The Olympic rescheduling is likely to cost an extra £2bn, indication in itself that the whole thing was already far too big. God only knows how that might look or feel in a time of global anxiety and deep economic depression. Is this a chance to do things differently?

It is tempting to imagine the old certainties might just be swept away in times of macro-disaster, that there is also a kind of freedom here. During the London Blitz, George Orwell wrote about the railings coming down from the capital’s private squares as the army took charge of all spare iron. Suddenly every squit and herbert and passerby could play in these previously shuttered spaces. Orwell imagined the squares staying like this, how a new egalitarianism might change life for everyone, an obsession with shared public land that also touched on his unshakable hatred of golf courses.

The Olympic rings pictured through a fence in Tokyo.



The Olympic rings pictured through a fence in Tokyo. Photograph: Issei Kato/Reuters

The iron railings went back up. These days the city is more opaque and unapproachable than ever before. But it doesn’t have to be like this. In Big Sport, as in so many areas of life, there is an opportunity here for a mass-correction, for a step-change in what we see as acceptable. Strip it back. Flush out the murky corners. Get rid of all the things you never needed anyway. Do we have the guts and the will to make it so?

Here’s a more cheerful digression. The question for Tokyo 2020 is simple enough. Does it want to end up looking like something along the lines of the great lost Nazi Fifa World Cup of 1942, a grandiose, rather misjudged footnote, overtaken by the world falling apart around it?

Or could it draw on the spirit and the practise of the Austerity Games of 1948, perhaps the most uplifting of all the modern Olympics, staged at a time when the world was still in chaos?

No new venues were built for those games. The Olympic torch came down the Thames in a rowing boat. Athletes arrived at Fenchurch Street station to be greeted by village-level bunting and were then housed eight to a room on tubular steel wartime beds.

Everyone looked thin and pale and desperately happy to be out running and jumping around. Harrison Dillard of the USA won the men’s 100m on a sodden cinder track that left him spattered with mud. Fanny Blankers-Koen won a thrilling women’s sprint double but almost missed the relay final because she’d popped out to buy a raincoat. The javelin took place by torchlight.

Harrison Dillard



USA’s Harrison Dillard (far left) wins gold in the 100m at the 1948 Olympics.

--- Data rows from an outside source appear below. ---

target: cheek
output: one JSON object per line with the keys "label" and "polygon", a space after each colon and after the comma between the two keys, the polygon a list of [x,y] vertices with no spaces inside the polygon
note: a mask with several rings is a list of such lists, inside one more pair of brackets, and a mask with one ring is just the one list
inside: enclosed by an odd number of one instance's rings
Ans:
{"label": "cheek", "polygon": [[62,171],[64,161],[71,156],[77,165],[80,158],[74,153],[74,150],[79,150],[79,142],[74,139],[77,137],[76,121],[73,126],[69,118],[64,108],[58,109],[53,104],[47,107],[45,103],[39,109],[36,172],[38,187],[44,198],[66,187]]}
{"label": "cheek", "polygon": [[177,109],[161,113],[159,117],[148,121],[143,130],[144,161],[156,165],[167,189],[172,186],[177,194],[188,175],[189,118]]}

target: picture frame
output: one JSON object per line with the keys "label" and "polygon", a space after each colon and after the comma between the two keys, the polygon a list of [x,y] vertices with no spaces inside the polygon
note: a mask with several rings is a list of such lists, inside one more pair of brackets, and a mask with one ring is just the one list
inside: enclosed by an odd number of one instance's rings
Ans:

Photograph: POPPERFOTO

By all accounts it was joyful and cathartic and an experience that came from an entirely different place to the machine world of modern-day Big Sport, that profiteering global circus that constantly tells you this, sport, belongs to someone else, that it is simply a circus to be consumed at a price.

The Olympic Games is not the worst offender. It still offers those moments of individual inspiration. But it does also tend to amplify the vices of those who seek to stage it. Beijing was an astonishing show of nation-state power but it cost £40bn and most of its venues lie rotting. Greece 2004 helped kill the local economy. London 2012 was a triumph of styling, but left behind declining participation and an ever more passive populace. Rio 2016 was a wonderful case study in elite-level corruption.

Why propagate this? Why allow it to be the model? Nobody really likes the way Big Sport is arranged now, apart from the small minority that stand to benefit from it.

There is still an opportunity to reset, to take out the chaff and the profiteering hangers-on. To revolt, for example, against Fifa’s reserves of £1.5bn and demand that money be given back; or to get rid of the pernicious influence of gambling sponsors (if you need gambling to be interested in sport, you’re not interested in sport).

And beyond this to rewrite the terms of every competition to favour inclusion and access, to ask constantly how easy is it for every member of society to play and watch and enjoy this sport.

People will say this is impossible, that nothing can change. But does it really feel like that right now? Sport in the form it was intended, sport with the unhealthy additives taken away, sport in the spirit of London ’48 and Orwell’s railings. This is one thing we can still have.